Voyage à Muxandor se déroule dans le milieu gay. Un jeune homme découvre par annonce un maître dans le pays – imaginaire – de Muxandor. Éperdument amoureux, il subira, avec une certaine délectation tout de même, les outrages urologiques et psychologique de son maître. Il explore les dessous de la soumission avec un grand Q (parce qu’il n’y a pas que Oui Oui dans la vie).

Les deux romans commencent par le trouble du héro : fascination pour le monde SM, attirance puis dégoût, haine de soi même … Le narrateur omniscient de Pied Nu est froid, analytique, presque descriptif, tandis que celui du Voyage, identifié au personnage principal, semble plus vrai.
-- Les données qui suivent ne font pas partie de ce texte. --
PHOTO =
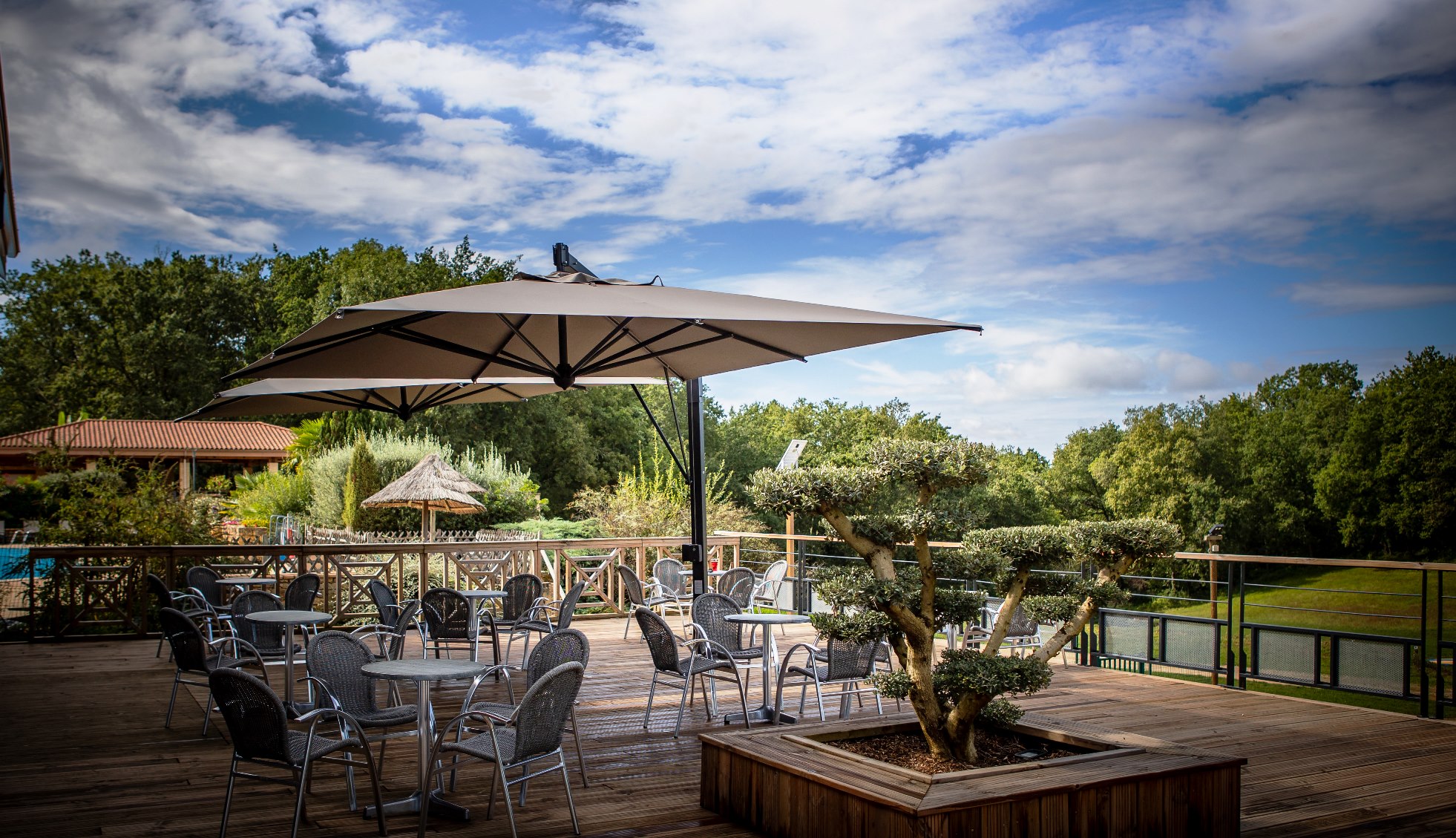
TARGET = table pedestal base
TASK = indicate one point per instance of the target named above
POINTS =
(764, 713)
(439, 806)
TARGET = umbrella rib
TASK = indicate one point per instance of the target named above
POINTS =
(640, 344)
(663, 436)
(327, 343)
(462, 350)
(517, 331)
(654, 355)
(612, 337)
(750, 341)
(439, 397)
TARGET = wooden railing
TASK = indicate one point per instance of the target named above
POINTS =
(101, 591)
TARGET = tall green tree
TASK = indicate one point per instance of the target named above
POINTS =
(119, 338)
(1391, 482)
(360, 482)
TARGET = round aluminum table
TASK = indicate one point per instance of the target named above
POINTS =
(290, 620)
(770, 652)
(422, 672)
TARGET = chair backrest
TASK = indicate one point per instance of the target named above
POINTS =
(522, 591)
(631, 585)
(266, 636)
(407, 620)
(302, 592)
(847, 659)
(568, 605)
(190, 649)
(384, 602)
(337, 658)
(449, 614)
(254, 713)
(660, 640)
(540, 718)
(204, 579)
(1021, 626)
(670, 573)
(737, 585)
(555, 649)
(709, 611)
(160, 591)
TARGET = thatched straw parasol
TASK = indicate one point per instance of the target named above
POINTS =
(431, 487)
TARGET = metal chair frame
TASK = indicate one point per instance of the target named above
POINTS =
(570, 670)
(638, 598)
(537, 620)
(184, 667)
(302, 771)
(810, 674)
(666, 664)
(534, 672)
(331, 695)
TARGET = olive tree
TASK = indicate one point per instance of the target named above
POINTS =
(900, 497)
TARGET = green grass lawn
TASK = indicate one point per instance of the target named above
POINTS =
(1365, 600)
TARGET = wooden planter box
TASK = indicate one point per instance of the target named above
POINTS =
(785, 783)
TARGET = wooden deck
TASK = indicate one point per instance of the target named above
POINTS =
(85, 754)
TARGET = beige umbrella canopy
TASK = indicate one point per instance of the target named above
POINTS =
(431, 487)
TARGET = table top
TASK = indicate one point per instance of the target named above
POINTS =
(482, 594)
(424, 670)
(766, 618)
(290, 617)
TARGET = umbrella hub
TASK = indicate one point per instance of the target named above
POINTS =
(565, 376)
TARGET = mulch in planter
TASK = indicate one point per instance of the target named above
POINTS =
(994, 747)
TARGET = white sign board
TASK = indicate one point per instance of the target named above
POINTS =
(791, 455)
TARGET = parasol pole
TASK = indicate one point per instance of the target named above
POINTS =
(424, 554)
(698, 487)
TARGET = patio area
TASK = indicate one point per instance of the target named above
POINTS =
(85, 754)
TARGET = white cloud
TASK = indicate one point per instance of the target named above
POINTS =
(1350, 296)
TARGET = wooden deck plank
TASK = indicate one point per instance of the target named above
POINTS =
(86, 754)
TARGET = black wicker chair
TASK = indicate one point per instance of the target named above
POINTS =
(335, 662)
(190, 603)
(709, 611)
(737, 585)
(536, 732)
(847, 665)
(551, 652)
(203, 582)
(539, 620)
(302, 592)
(452, 620)
(258, 726)
(706, 659)
(195, 655)
(637, 598)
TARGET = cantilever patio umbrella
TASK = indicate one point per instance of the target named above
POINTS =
(573, 327)
(398, 397)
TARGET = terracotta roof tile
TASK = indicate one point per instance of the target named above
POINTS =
(122, 436)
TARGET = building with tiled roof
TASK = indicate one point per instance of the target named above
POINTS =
(194, 448)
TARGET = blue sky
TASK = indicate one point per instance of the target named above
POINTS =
(1141, 201)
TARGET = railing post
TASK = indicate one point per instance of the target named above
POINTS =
(1426, 678)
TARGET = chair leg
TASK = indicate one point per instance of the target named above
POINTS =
(650, 694)
(510, 811)
(298, 806)
(228, 800)
(373, 780)
(177, 682)
(571, 803)
(575, 733)
(682, 706)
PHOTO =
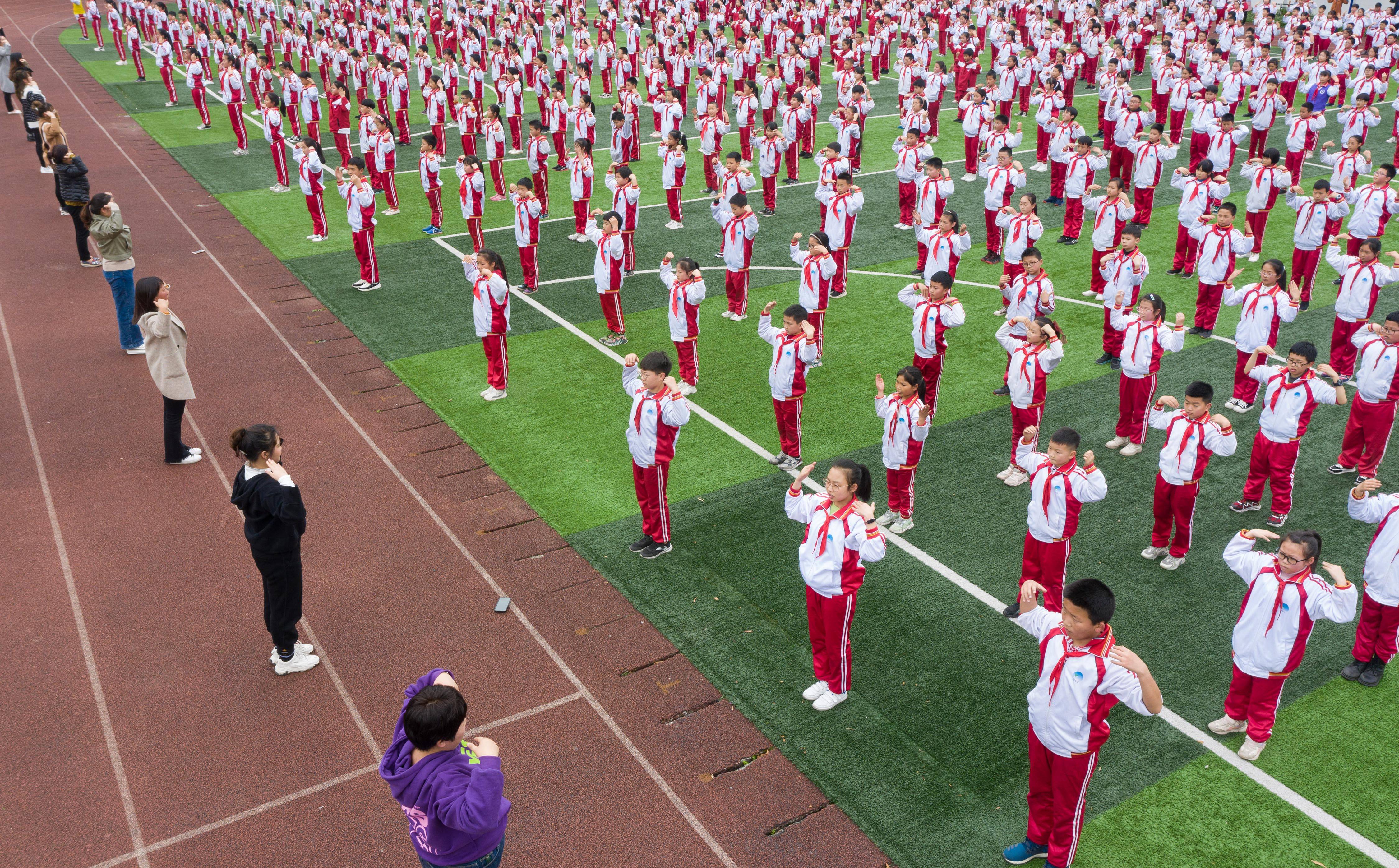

Il analyse son désir, le met en rapport avec le monde SM gay qu’il connait, se perd en questionnement.

La première expérience est similaire pour les deux personnages : traumatisante et addictive. Puis deux quêtes se profilent : celle de la destruction de l’identité pour le héro de Pied Nu et celle, complètement opposée dans Voyage, de redécouverte de soi. Et puis de ludique, la relation prend un tour identitaire : ils s’identifient de plus en plus au rôle, deviennent des esclaves dans les faits et dans leur manière de se percevoir. Arrive le temps du mysticisme : la figure christique apparaît. Le premier héro s’identifie au Christ et le second y identifie son maître.

De ce point, les fins découlent logiquement : tragique et baroque pour Pied Nu,  triste et feutrée pour Voyage à Muxandor.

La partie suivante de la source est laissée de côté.